President Donald Trump did not know about plans to arrest a top executive at Chinese telecoms giant Huawei in Canada, two US officials said on Thursday, in an apparent attempt to stop the incident from impeding crucial trade talks with Beijing.
Huawei Technologies Co’s chief financial officer, Meng Wanzhou, the 46-year-old daughter of the company’s founder, was detained in Canada on December 1, the same day Trump and Chinese President Xi Jinping dined together at the G20 summit in Buenos Aires.
A White House official told Reuters Trump did not know about a US request for her extradition from Canada before he met Xi and agreed to a 90-day truce in the brewing trade war.
Meng’s arrest during a stopover in Vancouver, announced by the Canadian authorities on Wednesday, pummelled stock markets already nervous about tensions between the world’s two largest economies on fears the move could derail the planned trade talks.
The arrest was made at Washington’s request as part of a US investigation of an alleged scheme to use the global banking system to evade US sanctions against Iran, according to people familiar with the probe.
Another US official told Reuters that while it was a Justice Department matter and not orchestrated in advance by the White House, the case could send a message that Washington is serious about what it sees as Beijing’s violations of international trade norms.
The official, speaking on condition of anonymity, acknowledged that the arrest could complicate efforts to reach a broader US-China trade deal but would not necessarily damage the process.
Meng’s detention also raised concerns about potential retaliation from Beijing in Canada, where Prime Minister Justin Trudeau sought to distance himself from the arrest.
“The appropriate authorities took the decisions in this case without any political involvement or interference … we were advised by them with a few days’ notice that this was in the works,” Trudeau told reporters in Montreal in televised remarks.
The United States has been looking since at least 2016 into whether Huawei violated US sanctions against Iran, Reuters reported in April. More recently, the probe has included the company’s use of HSBC Holdings to make illegal transactions involving Iran, people familiar with the investigation said.
In 2012, HSBC paid $1.92 billion and entered a deferred prosecution agreement with the US attorney’s office in Brooklyn for violating US sanctions and money-laundering laws.
An HSBC spokesperson declined to comment on Thursday. HSBC is not under investigation, according to a person familiar with the matter.
After news of the arrest, Huawei said it has been provided little information of the charges against Meng, adding that it was “not aware of any wrongdoing by Ms. Meng.”
Huawei is under intense scrutiny from Washington and other governments over its ties to the Chinese government, driven by concerns it could be used for spying. It has been locked out of U.S. and some other markets for telecom gear, but has repeatedly insisted Beijing has no influence over it.
The Yomiuri newspaper, which first reported the news, said the Japanese government was expected to revise its internal rules on procurement as early as Monday to prevent intelligence leaks and cyber attacks.

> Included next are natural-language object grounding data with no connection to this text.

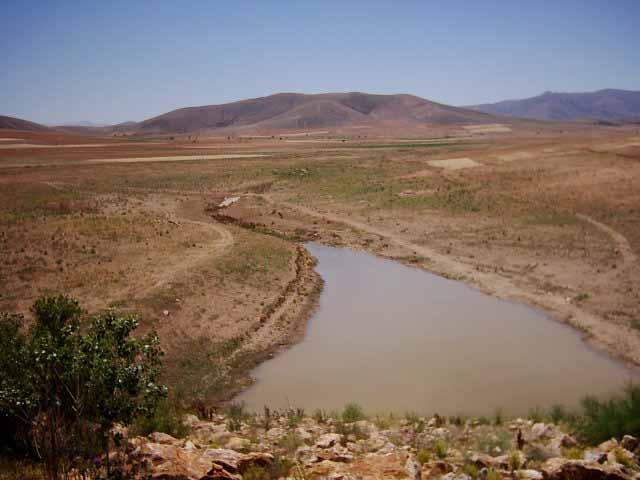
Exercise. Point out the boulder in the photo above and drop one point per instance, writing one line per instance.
(275, 434)
(439, 468)
(594, 456)
(328, 440)
(629, 443)
(163, 438)
(528, 475)
(540, 431)
(413, 469)
(237, 443)
(562, 441)
(563, 469)
(607, 446)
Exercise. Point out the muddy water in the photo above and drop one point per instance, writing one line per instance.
(394, 338)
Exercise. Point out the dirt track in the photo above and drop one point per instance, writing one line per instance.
(556, 228)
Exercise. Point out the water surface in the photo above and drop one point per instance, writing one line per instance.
(395, 338)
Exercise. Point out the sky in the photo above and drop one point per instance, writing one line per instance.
(114, 61)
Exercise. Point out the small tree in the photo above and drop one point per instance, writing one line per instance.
(70, 379)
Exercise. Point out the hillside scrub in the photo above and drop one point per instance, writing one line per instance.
(68, 380)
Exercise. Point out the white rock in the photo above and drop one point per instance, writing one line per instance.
(163, 438)
(328, 440)
(413, 469)
(529, 475)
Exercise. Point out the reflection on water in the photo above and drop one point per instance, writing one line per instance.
(394, 338)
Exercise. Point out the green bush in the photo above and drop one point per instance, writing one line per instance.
(69, 379)
(440, 449)
(558, 413)
(352, 413)
(236, 416)
(167, 419)
(616, 417)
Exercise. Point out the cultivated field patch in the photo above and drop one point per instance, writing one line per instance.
(176, 158)
(488, 128)
(454, 163)
(510, 157)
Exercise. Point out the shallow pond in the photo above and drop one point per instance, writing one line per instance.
(395, 338)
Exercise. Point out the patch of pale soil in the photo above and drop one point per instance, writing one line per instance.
(454, 163)
(510, 157)
(617, 145)
(418, 174)
(75, 145)
(623, 246)
(314, 141)
(487, 128)
(302, 134)
(176, 158)
(181, 218)
(601, 333)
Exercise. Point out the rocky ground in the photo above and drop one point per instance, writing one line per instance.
(292, 445)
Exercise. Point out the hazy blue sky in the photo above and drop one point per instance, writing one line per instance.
(113, 61)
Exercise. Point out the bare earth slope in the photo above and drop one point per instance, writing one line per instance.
(606, 105)
(294, 111)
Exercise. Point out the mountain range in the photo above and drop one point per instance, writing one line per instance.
(603, 105)
(296, 111)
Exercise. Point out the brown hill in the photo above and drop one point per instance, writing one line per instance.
(604, 105)
(13, 123)
(286, 111)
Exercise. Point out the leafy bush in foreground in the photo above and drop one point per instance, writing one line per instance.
(68, 380)
(616, 417)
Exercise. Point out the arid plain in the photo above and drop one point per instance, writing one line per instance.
(202, 236)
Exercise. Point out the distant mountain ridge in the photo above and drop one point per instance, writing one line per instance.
(284, 111)
(604, 105)
(19, 124)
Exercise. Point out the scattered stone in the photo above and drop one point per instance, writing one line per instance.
(629, 443)
(413, 469)
(541, 430)
(328, 440)
(607, 446)
(529, 475)
(163, 438)
(563, 469)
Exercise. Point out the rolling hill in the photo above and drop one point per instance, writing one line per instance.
(13, 123)
(285, 111)
(604, 105)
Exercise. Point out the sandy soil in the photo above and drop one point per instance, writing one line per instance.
(549, 218)
(454, 163)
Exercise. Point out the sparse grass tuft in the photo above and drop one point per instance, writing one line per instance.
(352, 413)
(615, 417)
(440, 449)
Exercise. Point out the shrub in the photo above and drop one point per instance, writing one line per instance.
(290, 442)
(615, 417)
(423, 456)
(294, 417)
(493, 474)
(236, 415)
(352, 413)
(167, 419)
(558, 413)
(471, 470)
(69, 379)
(488, 443)
(440, 449)
(514, 460)
(536, 414)
(320, 416)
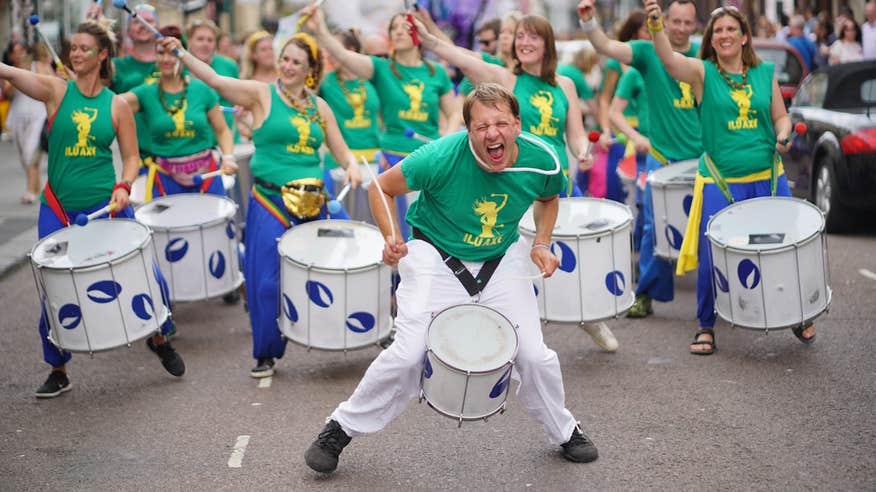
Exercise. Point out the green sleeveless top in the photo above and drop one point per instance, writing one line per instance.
(287, 143)
(737, 124)
(543, 110)
(81, 170)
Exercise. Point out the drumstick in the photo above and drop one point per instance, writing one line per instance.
(382, 198)
(83, 219)
(34, 21)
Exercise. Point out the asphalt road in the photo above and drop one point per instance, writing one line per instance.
(763, 413)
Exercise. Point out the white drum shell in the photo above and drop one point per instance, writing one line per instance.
(85, 313)
(467, 372)
(672, 195)
(196, 236)
(593, 239)
(341, 307)
(770, 286)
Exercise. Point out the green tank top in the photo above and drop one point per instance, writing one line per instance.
(81, 170)
(287, 143)
(737, 123)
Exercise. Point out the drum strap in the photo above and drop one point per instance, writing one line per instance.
(473, 285)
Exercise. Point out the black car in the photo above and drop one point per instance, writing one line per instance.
(834, 163)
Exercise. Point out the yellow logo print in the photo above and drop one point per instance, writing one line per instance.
(543, 101)
(414, 90)
(742, 98)
(489, 215)
(83, 120)
(686, 101)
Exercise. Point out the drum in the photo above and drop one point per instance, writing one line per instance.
(99, 284)
(196, 237)
(769, 259)
(672, 195)
(593, 240)
(470, 353)
(334, 289)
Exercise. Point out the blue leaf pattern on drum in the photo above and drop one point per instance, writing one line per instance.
(69, 316)
(143, 306)
(362, 322)
(176, 249)
(289, 309)
(568, 262)
(749, 274)
(500, 386)
(217, 264)
(104, 291)
(615, 283)
(319, 294)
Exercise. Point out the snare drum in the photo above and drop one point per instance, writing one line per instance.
(99, 284)
(196, 237)
(769, 260)
(470, 353)
(593, 240)
(334, 289)
(672, 195)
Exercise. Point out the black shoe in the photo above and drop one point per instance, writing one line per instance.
(264, 368)
(171, 360)
(579, 448)
(55, 384)
(322, 455)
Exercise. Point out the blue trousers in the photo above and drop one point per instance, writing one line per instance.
(713, 202)
(48, 223)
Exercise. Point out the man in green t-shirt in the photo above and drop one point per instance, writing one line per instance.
(468, 210)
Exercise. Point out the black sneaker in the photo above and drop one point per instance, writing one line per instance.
(55, 384)
(171, 360)
(264, 368)
(322, 455)
(579, 448)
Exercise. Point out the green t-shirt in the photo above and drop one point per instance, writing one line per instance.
(465, 86)
(357, 109)
(631, 87)
(584, 91)
(187, 131)
(738, 129)
(468, 212)
(673, 119)
(410, 102)
(81, 171)
(287, 144)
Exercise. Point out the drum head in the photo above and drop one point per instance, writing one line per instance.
(681, 173)
(333, 244)
(472, 337)
(98, 242)
(185, 210)
(583, 217)
(762, 224)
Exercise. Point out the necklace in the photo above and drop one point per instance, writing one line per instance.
(732, 83)
(177, 106)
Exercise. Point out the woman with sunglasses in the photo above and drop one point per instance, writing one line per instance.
(183, 122)
(290, 124)
(744, 125)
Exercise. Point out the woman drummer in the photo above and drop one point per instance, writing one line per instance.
(184, 121)
(85, 119)
(290, 123)
(744, 125)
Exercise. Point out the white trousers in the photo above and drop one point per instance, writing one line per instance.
(428, 286)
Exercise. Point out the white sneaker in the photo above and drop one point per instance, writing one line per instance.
(602, 336)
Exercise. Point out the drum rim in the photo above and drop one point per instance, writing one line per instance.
(766, 251)
(98, 266)
(203, 225)
(464, 371)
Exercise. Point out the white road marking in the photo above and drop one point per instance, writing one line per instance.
(236, 459)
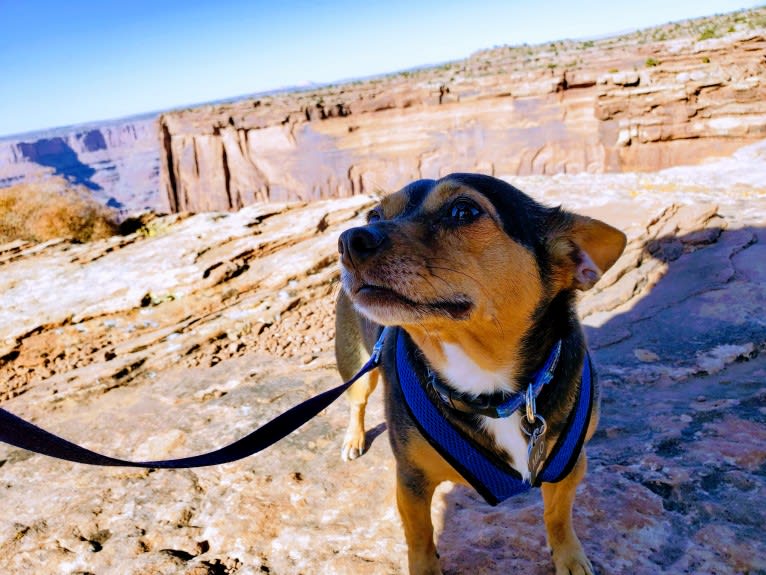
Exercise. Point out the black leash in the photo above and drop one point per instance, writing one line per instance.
(20, 433)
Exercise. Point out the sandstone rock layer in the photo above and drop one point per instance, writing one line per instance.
(569, 107)
(195, 330)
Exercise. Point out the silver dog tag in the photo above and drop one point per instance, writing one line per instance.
(536, 448)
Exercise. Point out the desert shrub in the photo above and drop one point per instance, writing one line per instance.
(51, 209)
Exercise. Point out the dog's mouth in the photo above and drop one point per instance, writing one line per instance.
(369, 295)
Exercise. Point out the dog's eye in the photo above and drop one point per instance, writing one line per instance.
(464, 212)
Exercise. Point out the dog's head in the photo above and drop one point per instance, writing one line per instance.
(468, 259)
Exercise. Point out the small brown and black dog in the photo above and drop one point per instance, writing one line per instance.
(482, 280)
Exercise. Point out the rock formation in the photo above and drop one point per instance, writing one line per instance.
(667, 96)
(636, 103)
(196, 329)
(117, 161)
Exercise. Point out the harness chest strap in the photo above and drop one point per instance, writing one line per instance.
(493, 482)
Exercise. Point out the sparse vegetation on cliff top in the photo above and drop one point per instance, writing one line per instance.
(52, 209)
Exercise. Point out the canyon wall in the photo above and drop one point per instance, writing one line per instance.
(623, 104)
(117, 161)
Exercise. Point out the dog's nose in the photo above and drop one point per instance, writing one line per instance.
(358, 244)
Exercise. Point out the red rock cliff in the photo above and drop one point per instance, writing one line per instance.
(606, 106)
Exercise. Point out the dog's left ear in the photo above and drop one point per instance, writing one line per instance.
(582, 249)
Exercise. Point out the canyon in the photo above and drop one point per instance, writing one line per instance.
(671, 95)
(118, 162)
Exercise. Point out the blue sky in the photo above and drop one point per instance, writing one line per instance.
(65, 62)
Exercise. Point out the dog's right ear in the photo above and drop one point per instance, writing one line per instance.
(581, 248)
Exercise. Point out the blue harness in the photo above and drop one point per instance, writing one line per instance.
(494, 482)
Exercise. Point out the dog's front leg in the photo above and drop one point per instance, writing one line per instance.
(568, 554)
(354, 442)
(413, 497)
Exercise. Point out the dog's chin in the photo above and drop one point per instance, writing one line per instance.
(388, 307)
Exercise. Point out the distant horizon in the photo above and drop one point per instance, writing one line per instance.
(65, 109)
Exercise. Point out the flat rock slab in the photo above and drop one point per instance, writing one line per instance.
(176, 341)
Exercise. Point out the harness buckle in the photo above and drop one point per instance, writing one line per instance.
(531, 406)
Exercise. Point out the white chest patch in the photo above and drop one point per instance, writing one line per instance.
(464, 375)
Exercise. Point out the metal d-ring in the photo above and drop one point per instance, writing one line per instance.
(531, 407)
(538, 427)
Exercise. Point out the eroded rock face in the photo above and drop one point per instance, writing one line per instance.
(117, 161)
(190, 334)
(576, 107)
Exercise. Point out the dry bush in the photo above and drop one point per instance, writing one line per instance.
(53, 209)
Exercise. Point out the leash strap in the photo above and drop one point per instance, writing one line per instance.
(20, 433)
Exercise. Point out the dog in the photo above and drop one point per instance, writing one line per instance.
(477, 282)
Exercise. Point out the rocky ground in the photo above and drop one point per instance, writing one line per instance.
(194, 330)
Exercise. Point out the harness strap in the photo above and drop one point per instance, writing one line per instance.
(493, 481)
(20, 433)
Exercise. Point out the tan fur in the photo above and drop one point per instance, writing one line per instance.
(425, 264)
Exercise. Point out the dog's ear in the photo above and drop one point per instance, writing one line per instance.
(582, 249)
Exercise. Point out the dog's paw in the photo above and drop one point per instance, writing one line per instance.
(353, 445)
(573, 562)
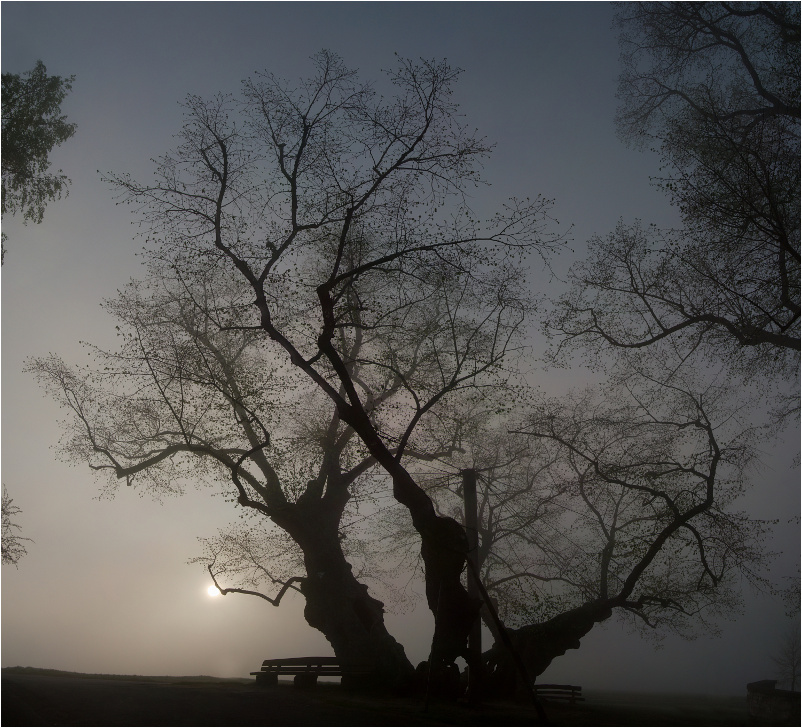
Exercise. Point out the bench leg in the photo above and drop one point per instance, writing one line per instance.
(266, 679)
(305, 680)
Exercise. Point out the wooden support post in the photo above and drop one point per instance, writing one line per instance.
(474, 590)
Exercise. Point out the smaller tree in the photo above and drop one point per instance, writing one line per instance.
(12, 547)
(32, 125)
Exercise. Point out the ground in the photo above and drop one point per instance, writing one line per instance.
(38, 697)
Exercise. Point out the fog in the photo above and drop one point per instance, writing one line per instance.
(105, 586)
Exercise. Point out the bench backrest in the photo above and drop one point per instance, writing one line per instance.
(308, 661)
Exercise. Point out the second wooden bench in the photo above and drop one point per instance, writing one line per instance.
(306, 670)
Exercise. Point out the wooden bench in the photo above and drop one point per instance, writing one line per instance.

ZTE pleaded guilty in 2017 to violating US laws that restrict the sale of American-made technology to Iran in efforts to curb Tehran’s missile and nuclear programs.
Before the arrest on Wednesday, Britain’s BT Group said it was removing Huawei’s equipment from the core of its existing 3G and 4G mobile operations and would not use the Chinese company in central parts of the next network.
Republican Senators Ted Cruz, Marco Rubio and Ben Sasse welcomed news of the arrest and said the world’s biggest telecoms equipment maker posed a security threat.
Cruz tweeted: “Huawei is a Communist Party spy agency thinly veiled as a telecom company.” Huawei has said it complies with all applicable export control and sanctions laws and other regulations.